Листая старые страницы. Судьба неологизмов

Разбирая незаконченные заметки, наткнулся вот на рассуждение о новых словах в языке. Дописать мне его, видимо, будет уже некогда, так что я дополнил его парой ссылок и хорош будет.

В английский неологизм устраивается, как в крупную корпорацию. Приёмная, ресепшн, недлинная очередь, кофе из автомата, папочка с личным делом. После несложной проверки на соответствие грамматическому строю и несколько более сложного теста на популярность-распространённость среди разных групп населения слово, как правило, принимается, сажается в общий зал со стеклянными перегородками, после чего оно приступает к своим непосредственным обязанностям: выражать некий оттенок смысла, до сих пор в языке отсутствовавший или выраженный недостаточно тонко (английский развивается как система уточнений). При рассмотрении существительных преимущество имеют слова конкретные, понятные, отглагольным. Например, computer – это «считатель», «вычислитель». Сразу понятно, зачем машинка и что делает. Сравните с нашей покойной «ЭВМ» - «электронно-вычислительная машина». Из трёх слов два лишние.

Иностранцев и бастардов в английский принимают, если им есть, что предложить и если они не ущемляют чужие права. Аббревиатуры рассматриваются на общих основаниях. Так что wiki, blog, IPO и прочие товарищи дружно и весело работают в одной огромной фирме, обслуживающей весь мир. Фирма огромная: в современном английском более миллиона (!!!!) слов. Причём официально зарегистрированным миллионным словом стало «Web 2.0», и ничего, что с цифрами и точкой. Англоязычных это не смущает.

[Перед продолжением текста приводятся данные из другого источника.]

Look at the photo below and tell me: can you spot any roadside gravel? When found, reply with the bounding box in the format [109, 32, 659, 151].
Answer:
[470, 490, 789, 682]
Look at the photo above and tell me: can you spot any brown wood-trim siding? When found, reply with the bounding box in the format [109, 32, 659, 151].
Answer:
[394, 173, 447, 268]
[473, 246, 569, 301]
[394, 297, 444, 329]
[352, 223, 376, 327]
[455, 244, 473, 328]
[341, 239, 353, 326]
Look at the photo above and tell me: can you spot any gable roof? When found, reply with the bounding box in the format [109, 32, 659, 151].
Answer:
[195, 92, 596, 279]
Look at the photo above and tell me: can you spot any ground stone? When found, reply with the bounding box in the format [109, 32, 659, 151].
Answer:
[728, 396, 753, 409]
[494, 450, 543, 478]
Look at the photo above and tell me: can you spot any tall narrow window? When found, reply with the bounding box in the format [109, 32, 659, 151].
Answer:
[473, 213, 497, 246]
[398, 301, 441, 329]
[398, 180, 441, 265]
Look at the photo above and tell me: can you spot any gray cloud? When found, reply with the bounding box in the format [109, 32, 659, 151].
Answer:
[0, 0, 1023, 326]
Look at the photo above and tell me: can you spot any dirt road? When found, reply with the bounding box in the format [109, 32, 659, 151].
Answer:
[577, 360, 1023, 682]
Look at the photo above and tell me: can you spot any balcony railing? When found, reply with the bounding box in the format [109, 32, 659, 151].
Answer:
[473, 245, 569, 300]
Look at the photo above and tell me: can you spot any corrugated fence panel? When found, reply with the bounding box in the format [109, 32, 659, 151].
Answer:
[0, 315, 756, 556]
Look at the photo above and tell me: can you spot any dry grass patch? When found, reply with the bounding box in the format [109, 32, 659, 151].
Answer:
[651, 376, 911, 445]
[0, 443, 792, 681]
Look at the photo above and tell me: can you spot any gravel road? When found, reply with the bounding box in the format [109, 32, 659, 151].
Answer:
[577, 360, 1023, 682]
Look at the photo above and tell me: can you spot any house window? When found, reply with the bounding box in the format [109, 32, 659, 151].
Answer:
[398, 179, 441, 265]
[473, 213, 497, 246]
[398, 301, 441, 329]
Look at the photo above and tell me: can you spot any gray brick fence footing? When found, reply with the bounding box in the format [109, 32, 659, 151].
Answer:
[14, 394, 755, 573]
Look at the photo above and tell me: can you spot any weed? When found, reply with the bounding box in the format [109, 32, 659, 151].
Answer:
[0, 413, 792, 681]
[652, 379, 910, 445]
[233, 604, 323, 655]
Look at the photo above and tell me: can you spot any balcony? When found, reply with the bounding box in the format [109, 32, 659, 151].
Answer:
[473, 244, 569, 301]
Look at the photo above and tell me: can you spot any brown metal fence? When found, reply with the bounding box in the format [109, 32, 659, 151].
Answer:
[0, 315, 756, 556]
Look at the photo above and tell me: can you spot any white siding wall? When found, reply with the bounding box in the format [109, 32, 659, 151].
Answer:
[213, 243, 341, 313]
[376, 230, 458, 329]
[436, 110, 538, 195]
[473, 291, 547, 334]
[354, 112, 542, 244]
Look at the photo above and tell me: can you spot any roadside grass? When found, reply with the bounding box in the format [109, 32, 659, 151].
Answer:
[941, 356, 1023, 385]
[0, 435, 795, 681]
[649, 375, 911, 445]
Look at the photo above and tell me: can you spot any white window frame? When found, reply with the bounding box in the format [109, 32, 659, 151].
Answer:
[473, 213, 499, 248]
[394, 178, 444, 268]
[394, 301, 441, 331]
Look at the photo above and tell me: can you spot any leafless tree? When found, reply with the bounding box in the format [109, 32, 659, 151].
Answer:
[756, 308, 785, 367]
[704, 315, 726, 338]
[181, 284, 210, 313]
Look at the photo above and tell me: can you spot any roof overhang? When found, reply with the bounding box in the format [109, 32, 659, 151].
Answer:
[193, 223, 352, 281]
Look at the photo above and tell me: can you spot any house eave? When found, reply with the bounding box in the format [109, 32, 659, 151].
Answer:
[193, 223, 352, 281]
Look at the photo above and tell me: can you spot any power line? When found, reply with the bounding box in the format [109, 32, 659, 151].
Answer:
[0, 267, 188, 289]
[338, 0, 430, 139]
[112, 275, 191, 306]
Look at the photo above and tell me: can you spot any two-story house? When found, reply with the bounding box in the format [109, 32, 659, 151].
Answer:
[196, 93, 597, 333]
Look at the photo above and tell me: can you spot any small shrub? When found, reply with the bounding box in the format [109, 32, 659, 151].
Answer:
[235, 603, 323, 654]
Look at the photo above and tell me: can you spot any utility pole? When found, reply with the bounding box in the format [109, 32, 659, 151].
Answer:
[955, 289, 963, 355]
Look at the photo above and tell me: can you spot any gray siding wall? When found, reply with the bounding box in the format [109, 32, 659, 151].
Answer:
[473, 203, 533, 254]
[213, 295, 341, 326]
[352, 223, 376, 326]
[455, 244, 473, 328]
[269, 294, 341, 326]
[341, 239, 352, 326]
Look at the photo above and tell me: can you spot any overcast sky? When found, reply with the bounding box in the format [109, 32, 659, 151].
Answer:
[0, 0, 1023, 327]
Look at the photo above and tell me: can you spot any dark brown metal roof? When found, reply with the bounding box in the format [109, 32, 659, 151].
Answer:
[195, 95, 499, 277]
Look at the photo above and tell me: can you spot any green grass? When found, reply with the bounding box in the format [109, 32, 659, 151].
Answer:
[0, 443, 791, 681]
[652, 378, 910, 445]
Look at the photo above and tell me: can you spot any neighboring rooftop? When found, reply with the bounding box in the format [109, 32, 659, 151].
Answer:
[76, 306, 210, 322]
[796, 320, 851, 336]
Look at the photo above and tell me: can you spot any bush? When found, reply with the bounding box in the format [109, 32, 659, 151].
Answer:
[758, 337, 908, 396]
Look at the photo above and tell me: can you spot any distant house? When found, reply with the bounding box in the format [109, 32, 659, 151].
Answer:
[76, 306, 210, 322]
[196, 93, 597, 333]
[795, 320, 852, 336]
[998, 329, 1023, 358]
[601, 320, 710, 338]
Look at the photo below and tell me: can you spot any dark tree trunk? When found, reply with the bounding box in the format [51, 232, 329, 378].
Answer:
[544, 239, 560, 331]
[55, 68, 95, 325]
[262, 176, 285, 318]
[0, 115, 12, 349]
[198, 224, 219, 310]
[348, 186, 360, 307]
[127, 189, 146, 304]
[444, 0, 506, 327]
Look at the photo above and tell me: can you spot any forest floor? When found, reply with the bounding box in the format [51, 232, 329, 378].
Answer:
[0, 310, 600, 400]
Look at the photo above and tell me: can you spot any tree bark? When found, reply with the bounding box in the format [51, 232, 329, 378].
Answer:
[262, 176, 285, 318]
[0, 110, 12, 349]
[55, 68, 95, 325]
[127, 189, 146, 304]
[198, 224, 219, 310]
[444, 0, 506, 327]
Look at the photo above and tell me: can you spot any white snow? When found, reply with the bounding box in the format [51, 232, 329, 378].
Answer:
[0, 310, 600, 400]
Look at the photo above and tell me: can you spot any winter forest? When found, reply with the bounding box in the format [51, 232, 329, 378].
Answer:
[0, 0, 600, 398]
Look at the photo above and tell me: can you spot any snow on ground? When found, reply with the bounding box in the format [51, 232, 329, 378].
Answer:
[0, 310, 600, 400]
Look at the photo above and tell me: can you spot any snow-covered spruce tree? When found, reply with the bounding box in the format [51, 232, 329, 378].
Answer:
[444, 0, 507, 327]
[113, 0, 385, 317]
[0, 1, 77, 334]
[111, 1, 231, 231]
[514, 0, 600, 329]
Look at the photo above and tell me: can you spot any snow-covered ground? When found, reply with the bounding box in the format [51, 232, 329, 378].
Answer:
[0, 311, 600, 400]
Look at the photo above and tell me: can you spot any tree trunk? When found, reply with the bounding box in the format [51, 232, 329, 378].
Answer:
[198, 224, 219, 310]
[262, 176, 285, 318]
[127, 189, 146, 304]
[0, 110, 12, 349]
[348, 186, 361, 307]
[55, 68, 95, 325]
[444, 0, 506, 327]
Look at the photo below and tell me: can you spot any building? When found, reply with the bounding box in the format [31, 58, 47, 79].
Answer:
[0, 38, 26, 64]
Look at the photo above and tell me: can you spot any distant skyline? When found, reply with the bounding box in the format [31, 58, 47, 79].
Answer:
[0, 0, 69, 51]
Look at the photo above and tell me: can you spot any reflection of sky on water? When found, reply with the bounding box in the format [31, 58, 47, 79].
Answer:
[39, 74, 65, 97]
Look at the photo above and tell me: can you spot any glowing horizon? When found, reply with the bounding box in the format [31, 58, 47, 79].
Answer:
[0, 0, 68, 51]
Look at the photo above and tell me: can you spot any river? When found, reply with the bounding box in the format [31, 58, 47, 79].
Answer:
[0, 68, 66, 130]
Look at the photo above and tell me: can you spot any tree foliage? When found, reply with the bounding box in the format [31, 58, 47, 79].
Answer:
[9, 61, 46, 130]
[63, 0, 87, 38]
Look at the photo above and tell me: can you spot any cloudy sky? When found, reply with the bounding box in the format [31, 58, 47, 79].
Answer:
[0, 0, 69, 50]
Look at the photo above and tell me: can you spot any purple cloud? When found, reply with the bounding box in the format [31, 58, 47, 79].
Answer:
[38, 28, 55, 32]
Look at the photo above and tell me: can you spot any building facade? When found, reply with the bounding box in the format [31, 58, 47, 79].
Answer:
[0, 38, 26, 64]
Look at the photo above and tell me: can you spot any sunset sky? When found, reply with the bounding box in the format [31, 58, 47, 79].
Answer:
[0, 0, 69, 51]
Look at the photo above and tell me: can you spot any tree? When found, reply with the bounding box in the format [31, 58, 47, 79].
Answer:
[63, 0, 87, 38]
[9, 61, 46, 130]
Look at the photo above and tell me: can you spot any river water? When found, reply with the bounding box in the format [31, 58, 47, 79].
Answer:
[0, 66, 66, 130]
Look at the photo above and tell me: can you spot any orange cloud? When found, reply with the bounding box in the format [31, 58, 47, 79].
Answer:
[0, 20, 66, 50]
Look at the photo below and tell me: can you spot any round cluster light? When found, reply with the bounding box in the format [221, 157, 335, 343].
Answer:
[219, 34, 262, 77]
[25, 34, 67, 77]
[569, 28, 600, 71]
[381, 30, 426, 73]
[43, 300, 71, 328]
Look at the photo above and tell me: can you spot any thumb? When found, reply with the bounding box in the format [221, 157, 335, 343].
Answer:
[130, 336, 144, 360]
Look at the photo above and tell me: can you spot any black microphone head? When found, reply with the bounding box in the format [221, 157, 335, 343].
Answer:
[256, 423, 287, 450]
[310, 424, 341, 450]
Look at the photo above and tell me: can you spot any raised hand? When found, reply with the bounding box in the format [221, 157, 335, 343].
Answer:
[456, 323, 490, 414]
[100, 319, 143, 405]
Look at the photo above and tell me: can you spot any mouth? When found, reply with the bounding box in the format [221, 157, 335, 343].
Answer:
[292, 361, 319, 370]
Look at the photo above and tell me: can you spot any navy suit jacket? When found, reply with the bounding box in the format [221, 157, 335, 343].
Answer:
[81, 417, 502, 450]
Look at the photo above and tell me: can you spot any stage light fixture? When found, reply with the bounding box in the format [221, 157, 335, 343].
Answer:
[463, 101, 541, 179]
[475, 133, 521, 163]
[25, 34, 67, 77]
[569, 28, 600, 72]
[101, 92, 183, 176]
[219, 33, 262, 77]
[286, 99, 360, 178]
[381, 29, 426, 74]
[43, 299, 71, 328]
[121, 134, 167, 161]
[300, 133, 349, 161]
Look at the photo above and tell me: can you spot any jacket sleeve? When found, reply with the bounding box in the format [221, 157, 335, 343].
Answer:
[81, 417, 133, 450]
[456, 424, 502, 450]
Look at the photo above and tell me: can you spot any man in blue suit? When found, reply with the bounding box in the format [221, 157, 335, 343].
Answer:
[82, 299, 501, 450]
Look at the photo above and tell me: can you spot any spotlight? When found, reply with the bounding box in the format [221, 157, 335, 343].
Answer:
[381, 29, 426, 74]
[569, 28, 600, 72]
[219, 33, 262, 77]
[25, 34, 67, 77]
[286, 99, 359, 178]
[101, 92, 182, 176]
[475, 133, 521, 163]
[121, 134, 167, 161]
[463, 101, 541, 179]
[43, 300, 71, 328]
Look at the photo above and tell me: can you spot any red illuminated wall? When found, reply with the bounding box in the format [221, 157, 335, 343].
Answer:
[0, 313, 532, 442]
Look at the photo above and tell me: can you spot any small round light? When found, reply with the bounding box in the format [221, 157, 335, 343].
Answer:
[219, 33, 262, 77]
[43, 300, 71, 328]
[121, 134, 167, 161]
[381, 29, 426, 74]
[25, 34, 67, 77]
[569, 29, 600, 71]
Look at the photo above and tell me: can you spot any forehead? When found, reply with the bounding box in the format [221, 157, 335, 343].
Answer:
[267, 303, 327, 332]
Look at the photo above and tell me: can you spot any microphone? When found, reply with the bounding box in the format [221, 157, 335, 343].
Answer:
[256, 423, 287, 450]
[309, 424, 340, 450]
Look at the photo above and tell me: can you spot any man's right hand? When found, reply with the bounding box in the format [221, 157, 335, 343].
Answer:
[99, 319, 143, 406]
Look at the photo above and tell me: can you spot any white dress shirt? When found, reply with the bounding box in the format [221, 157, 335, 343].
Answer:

В немецком, когда нужно новое слово, обычно вызывают двух-трёх проверенных работников, назначают ответственного и дают им задание – означать такую-то реалию. Те берут под козырёк, съезжаются в общий кабинет и приступают к своим новым обязанностям (не забывая о старых). При этом немцы тоже любят конкретику, но эта любовь относится у них не к действиям, а к предметам. Pneumatikpumpe – конкретно «насос для накачивания шин». Впрочем, с отвлечённостями, которые немцы воспринимают как свои вещи, обходятся так же. Философию брать не будем, но, к примеру, слово «Hausgemeinschaft» с несколькими значениями, от бюрократического «коллектив жильцов» до сентиментального «семейная общность» - вызывает законное уважение. Аббревиатуры немцы в чистом виде недолюбливают, предпочитая отрывать от слов не первые буквы, а первые слоги. Любимое всем советским народом слово «гестапо» - это GEheime STAatsPOlizei, «тайная полиция»… Иностранцев тоже берут, хотя стараются их обмять под себя. Например, глагол «twittern» («обмен короткими сообщениями в микроблогах») поопал в Duden (главный немецкий словарь).

Французы предпочитают воспитывать новые слова в специальных заведениях, иногда просто выращивая их в баночке (как пресловутый ordinateur), иногда подбирая, причём в претендентах ценится остроумие и каламбурность (например, слово ordinosore, «ординозавр» - очень устаревший комп – попало на фестиваль в Гавре: да, французы устраивают лингвистические смотрины). Слова во французском, конечно, красуются друг перед другом, выпендриваются, но, в общем, тоже скорее работают. Как и сами французы, которые только делают вид, что ничего не делают.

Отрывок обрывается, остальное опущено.